US Tax Planning for Passive Investments

In her 10/18/06 Wall St. Journal article, Insuring In opposition to Hedge-Fund Taxes, Rachel Emma Silverman acknowledged:

“A small however rising variety of rich buyers have found a authorized method to spend money on hedge funds with out paying revenue taxes on the positive factors. It is referred to as “non-public placement” life insurance coverage. These particular insurance coverage contracts permit policyholders to spend money on a variety of merchandise, together with hedge funds. The primary attraction: As a result of the investments are held inside an insurance coverage wrapper, positive factors contained in the coverage are shielded from revenue taxes – as is the payout upon demise. What’s extra, policyholders might be able to entry their cash throughout their lifetimes by withdrawing or borrowing funds, tax-free, from the coverage… “

“Personal-placement insurance coverage insurance policies are basically variable insurance coverage insurance policies, which permit policyholders to take a position a portion of their premiums in separate funding accounts… “

“The technique’s chief benefit is the tax advantages that every one life-insurance insurance policies provide: Property inside a life insurance coverage coverage can develop tax-free, and the demise profit will also be paid out freed from revenue tax… “

Tax Planning Technique for Passive (Portfolio) Investments

U.S. taxpayers can obtain higher net-after tax returns and superior asset protection for his or her home or worldwide funding portfolios by utilizing a tax planning technique using non-public placement life insurance coverage. The profit is maybe best when mixed with investments like hedge funds which might be taxed at atypical revenue charges and likewise the place taxable unrealized revenue tax and positive factors are flowed out yearly to fund shareholders.
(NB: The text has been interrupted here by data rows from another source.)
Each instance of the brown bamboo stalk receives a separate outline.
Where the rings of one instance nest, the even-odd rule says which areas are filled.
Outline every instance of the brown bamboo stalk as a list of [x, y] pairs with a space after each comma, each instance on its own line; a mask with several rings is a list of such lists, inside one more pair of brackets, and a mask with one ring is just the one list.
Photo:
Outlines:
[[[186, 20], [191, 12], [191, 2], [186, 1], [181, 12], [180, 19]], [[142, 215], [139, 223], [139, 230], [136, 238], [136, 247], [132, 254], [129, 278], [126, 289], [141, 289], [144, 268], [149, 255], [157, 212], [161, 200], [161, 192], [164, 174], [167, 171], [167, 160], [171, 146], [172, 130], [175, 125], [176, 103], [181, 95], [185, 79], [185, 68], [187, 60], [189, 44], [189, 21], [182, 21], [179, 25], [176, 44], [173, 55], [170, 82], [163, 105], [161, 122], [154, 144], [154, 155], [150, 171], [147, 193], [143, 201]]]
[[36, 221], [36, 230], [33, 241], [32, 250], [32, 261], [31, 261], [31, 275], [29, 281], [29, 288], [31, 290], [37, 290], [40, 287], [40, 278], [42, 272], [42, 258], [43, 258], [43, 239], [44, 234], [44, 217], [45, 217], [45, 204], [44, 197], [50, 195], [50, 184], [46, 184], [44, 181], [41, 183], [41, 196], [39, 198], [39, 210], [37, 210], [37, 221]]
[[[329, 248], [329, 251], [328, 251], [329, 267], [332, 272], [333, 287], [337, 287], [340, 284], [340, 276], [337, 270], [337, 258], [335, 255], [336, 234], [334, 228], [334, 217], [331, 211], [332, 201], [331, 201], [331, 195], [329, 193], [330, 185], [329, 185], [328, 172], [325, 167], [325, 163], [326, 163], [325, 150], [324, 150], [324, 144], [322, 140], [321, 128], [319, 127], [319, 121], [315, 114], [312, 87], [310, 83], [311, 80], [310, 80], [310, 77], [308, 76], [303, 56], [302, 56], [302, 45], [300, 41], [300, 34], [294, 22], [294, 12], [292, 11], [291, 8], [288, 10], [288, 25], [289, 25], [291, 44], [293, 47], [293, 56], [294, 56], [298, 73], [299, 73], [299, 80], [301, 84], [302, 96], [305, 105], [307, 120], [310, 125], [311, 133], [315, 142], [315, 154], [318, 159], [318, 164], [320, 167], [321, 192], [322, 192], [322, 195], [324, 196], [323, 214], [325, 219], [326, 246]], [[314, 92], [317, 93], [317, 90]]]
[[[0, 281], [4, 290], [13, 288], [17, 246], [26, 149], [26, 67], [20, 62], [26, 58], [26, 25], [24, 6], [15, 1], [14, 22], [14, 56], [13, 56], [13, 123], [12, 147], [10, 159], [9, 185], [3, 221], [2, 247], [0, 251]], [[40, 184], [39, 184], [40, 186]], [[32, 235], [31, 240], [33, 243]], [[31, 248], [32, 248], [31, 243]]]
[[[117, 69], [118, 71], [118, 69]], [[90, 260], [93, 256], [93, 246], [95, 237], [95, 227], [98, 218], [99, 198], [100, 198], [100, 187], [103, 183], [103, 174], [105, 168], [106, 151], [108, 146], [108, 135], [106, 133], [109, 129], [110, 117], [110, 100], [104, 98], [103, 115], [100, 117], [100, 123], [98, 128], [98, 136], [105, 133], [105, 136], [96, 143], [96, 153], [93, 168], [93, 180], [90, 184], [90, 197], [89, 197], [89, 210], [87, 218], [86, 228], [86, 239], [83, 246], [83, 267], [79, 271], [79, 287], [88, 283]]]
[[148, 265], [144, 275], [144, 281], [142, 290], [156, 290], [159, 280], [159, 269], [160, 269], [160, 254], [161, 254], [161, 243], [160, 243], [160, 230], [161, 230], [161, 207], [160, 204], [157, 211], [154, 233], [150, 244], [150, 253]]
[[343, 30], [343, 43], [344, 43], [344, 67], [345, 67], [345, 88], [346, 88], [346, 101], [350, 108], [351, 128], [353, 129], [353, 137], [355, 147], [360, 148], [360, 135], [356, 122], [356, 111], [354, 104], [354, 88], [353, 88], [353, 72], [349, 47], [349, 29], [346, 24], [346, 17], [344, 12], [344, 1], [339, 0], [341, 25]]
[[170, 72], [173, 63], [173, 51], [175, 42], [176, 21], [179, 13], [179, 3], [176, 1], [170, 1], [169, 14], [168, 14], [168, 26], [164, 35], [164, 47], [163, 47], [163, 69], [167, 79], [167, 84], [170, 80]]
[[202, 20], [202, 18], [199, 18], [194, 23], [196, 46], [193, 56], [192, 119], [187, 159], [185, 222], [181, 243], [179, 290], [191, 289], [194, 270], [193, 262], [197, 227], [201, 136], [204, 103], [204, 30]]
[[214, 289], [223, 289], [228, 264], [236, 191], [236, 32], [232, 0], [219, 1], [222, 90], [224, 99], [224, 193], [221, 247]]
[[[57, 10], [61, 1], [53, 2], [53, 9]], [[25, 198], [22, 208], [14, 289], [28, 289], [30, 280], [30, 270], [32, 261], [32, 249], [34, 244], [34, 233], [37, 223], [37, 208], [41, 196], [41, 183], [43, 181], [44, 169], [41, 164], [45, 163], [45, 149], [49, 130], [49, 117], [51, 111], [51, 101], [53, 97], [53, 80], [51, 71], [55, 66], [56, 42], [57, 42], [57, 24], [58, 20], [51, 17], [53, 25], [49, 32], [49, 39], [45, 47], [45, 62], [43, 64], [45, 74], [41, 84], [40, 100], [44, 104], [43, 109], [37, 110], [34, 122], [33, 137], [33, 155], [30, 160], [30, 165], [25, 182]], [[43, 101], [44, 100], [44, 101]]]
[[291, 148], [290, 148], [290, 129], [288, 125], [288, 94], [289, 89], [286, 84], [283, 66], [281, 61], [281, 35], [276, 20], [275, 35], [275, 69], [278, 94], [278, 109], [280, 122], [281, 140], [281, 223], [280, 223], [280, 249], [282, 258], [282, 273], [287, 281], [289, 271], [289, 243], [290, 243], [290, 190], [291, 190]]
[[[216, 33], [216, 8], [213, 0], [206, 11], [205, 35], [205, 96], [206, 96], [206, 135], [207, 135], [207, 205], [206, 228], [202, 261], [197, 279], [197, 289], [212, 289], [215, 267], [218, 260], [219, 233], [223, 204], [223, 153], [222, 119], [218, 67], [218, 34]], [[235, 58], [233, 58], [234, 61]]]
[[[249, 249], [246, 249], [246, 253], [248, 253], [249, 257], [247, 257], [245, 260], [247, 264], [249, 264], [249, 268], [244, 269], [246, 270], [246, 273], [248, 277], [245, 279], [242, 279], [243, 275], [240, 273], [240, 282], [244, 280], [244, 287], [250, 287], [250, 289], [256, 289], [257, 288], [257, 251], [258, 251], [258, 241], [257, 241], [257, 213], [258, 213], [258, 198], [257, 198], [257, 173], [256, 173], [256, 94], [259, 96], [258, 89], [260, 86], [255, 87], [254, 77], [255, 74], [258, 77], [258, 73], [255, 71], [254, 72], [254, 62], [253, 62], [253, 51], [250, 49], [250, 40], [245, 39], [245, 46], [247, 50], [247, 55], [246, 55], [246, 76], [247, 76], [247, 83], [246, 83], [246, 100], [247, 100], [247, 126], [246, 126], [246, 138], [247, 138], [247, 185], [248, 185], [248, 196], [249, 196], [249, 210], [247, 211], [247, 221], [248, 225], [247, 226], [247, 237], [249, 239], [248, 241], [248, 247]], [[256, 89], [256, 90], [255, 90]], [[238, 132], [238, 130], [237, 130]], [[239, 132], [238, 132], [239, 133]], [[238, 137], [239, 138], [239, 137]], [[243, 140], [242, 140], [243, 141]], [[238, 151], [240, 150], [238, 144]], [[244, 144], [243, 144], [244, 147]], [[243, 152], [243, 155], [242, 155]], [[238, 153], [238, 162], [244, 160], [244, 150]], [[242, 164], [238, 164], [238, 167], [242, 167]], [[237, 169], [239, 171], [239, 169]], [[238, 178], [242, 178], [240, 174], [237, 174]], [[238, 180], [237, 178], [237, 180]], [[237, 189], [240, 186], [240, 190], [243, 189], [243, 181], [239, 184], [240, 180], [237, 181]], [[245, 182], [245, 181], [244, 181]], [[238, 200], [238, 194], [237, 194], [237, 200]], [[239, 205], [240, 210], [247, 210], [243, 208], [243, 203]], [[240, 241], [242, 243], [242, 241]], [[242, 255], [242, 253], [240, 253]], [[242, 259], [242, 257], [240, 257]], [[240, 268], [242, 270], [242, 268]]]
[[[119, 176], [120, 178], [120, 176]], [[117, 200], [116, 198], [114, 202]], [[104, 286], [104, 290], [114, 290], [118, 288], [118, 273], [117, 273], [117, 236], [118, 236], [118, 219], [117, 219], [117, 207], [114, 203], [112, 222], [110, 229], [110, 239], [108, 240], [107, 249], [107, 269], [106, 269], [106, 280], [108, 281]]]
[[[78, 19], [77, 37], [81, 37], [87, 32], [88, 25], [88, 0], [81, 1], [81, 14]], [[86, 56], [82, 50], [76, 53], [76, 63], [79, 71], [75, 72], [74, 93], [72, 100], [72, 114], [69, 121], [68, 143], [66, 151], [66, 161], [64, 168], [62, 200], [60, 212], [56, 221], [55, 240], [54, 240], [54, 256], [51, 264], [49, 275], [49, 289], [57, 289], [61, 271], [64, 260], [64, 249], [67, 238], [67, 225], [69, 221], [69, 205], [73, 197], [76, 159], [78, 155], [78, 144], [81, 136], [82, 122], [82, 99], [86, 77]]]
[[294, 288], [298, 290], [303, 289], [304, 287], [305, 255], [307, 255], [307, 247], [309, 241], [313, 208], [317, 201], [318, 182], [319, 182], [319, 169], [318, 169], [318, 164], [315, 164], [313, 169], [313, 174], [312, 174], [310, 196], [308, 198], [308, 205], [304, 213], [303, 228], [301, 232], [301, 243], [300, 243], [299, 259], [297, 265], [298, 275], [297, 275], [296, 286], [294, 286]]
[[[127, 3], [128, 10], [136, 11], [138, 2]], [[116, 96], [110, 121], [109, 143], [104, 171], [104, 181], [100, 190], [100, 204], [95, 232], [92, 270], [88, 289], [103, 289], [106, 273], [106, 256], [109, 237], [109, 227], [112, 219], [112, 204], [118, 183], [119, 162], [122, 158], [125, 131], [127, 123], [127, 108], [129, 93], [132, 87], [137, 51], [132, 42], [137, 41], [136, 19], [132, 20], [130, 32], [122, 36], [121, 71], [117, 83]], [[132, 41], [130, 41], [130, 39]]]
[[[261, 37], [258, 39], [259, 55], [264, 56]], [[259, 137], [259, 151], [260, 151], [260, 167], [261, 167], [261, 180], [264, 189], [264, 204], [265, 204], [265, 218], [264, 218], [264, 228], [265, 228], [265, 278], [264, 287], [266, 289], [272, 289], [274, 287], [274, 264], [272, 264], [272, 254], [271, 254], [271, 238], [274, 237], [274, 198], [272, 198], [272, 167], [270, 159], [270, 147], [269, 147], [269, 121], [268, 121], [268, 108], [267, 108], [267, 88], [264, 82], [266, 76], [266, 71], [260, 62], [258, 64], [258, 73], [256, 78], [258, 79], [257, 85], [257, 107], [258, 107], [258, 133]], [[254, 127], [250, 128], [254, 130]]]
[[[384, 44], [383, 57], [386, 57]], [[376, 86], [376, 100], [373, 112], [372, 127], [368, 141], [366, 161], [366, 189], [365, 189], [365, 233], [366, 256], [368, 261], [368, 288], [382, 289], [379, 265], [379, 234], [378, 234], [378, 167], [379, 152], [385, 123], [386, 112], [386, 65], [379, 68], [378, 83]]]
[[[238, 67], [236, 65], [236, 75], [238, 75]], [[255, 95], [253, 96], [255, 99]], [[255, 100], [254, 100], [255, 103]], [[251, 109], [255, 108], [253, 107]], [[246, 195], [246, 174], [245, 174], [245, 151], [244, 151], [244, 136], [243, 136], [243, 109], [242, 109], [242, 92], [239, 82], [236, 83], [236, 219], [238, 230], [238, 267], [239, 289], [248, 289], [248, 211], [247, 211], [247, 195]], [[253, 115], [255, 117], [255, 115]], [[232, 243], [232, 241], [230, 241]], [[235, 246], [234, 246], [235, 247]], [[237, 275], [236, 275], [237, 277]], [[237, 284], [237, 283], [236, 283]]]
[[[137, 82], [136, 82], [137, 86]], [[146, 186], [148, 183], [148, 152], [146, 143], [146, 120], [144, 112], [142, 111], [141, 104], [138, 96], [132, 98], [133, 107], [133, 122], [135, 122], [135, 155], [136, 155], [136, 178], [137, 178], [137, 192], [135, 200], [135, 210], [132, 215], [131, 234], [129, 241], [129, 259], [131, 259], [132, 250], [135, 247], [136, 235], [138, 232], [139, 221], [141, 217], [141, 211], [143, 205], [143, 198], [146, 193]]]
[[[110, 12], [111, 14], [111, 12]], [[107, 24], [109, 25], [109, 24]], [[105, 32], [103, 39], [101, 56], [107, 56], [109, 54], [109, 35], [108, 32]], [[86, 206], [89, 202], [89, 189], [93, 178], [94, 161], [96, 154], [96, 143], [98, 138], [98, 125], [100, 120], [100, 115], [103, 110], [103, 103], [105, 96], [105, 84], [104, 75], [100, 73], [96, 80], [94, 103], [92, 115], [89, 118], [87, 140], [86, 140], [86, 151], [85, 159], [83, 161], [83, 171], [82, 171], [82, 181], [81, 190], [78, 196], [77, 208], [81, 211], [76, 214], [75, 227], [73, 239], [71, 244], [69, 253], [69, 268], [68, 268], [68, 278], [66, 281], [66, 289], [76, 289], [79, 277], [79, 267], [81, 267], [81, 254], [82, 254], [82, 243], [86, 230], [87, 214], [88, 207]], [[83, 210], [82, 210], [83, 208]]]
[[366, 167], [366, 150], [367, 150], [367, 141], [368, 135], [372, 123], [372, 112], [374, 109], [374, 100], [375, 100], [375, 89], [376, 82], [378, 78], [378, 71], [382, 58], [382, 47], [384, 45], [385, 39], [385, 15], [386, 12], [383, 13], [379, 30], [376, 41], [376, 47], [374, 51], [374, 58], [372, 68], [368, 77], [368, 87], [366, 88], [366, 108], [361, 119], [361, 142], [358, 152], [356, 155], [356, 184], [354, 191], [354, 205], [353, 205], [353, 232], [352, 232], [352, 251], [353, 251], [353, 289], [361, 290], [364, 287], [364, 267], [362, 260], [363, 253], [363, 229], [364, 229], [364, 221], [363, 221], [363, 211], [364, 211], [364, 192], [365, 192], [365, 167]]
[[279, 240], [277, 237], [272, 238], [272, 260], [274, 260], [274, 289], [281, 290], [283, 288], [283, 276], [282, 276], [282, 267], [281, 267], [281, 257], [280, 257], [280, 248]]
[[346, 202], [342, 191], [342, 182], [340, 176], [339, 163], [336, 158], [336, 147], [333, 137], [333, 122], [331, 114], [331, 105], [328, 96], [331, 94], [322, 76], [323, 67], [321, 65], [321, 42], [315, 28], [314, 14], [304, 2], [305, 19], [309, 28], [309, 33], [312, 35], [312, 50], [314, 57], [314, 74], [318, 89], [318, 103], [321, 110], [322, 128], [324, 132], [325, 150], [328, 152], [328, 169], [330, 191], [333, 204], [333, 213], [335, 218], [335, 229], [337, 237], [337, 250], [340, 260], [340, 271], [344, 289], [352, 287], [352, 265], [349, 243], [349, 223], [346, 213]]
A abstract of the advantages are as follows:

1) Taxable atypical revenue and short-term capital positive factors (taxed at 35% federal tax charge) now wholly tax exempted.

2) For International Trusts, funding portfolio revenue now compounds tax-free yearly with no accumulation tax.

three) Pre-empts IRS tax audits on funding portfolio revenue since there may be neither any revenue tax nor any reporting due on the funding portfolio revenue.

four) Absent a fraudulent conveyance, funding portfolio property are instantly exempt from creditor seizure as soon as held by the coverage tax relief attorney.

5) U.S. tax compliance is minimized for filings: that’s, no TDF 90-22.1 (“FBAR” submitting), or IRS Kind 8938 (Assertion of Specified International Financial Property).

For U.S. taxpayers, the technique requires that the investments are owned and held by a Puerto Rico issued Life Insurance coverage policy- Puerto Rico is a US Commonwealth Territory and thought of “US” for a lot of sensible functions, however with design and funding flexibility sometimes discovered “offshore”. In flip, the coverage may very well be owned by a U.S. Grantor Belief, domiciled say, within the Bahamas. The Bahamas is especially nicely suited in that underneath native legislation, insurance coverage is expressly exempt from the claims of collectors, supplied that premium(s) used to fund the coverage are usually not topic to any prior declare on the time of switch.